Does that sound familiar? If so, I challenge you to get more specific. Like, wayyyyy more specific!
Can you ever niche down too far? I’ll answer that with a story:
When I first started thinking about marketing Teak & Twine, I knew I wanted to work with creative entrepreneurs in the wedding industry– specifically, wedding planners (since they are the ones who usually refer the other wedding vendors).
Martha Stewart Weddings had just come out with their (I believe, first ever) list of the top 63 wedding planners in the country, and I used that list as gospel. I researched, followed, and got to know the work of all 63 of those amazing creatives.
Then, everything I did in launching my business, I did for those 63 people. Seriously! I literally niched down to just 63 people! It sounds crazy, but it gave me incredible clarity in those early days where the overwhelm is serious:
- When I needed a product photographer, I booked one who worked with and was respected by those 63 artists (bonus, he was amazing!).
- When I needed someone to design our logo and packaging, I turned to a creative team who had worked on dozens of weddings with my tribe.
- When I developed products, I thought about what my tribe liked, noticed products they were sharing in their own feeds, and found inspiration in their Pinterest boards.
- When I was pricing my products, I knew what these planners would pay, and what they were used to paying for similar offerings.
- When I was starting out my marketing efforts, it was easy- I wasn’t trying to pay for Google Ads to target millions of people, I was just trying to build real relationships with a group so small I could literally remember their names.

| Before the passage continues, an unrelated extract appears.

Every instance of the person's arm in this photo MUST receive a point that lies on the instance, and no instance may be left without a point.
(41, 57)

To paraphrase Seth Godin, (one of my favorite marketing minds):
When you make something that is perfect for your tribe, they can’t help but love it- it was literally made just for them.
These days, I’m proud to have worked with almost every one of those 63 people- and even gotten to meet and become friends with many of them (pinch me!!!). I was shocked and ecstatic when my first order EVER (back when I didn’t even have a website, just an instagram page with an email address on it) was from one of those 63 people… and she was buying a gift for another one of the 63 planners!
BUT I really shouldn’t have been. Thinking about it now, of course that’s what happened!
You may be thinking: “BUT WAIT! Now you work with lots of people who aren’t those 63 people. You’ve branched out into corporate gifting and large-scale partnerships… you could never have built a business off of those few people alone!”
You’re totally right! But when you make something that people really love, because it was made just for them, they tell their friends. And they tell their friends. And the snowball keeps rolling!
My first big client was The Knot (of course it was!), and my work with them caught the eye of someone who worked at a big tech firm.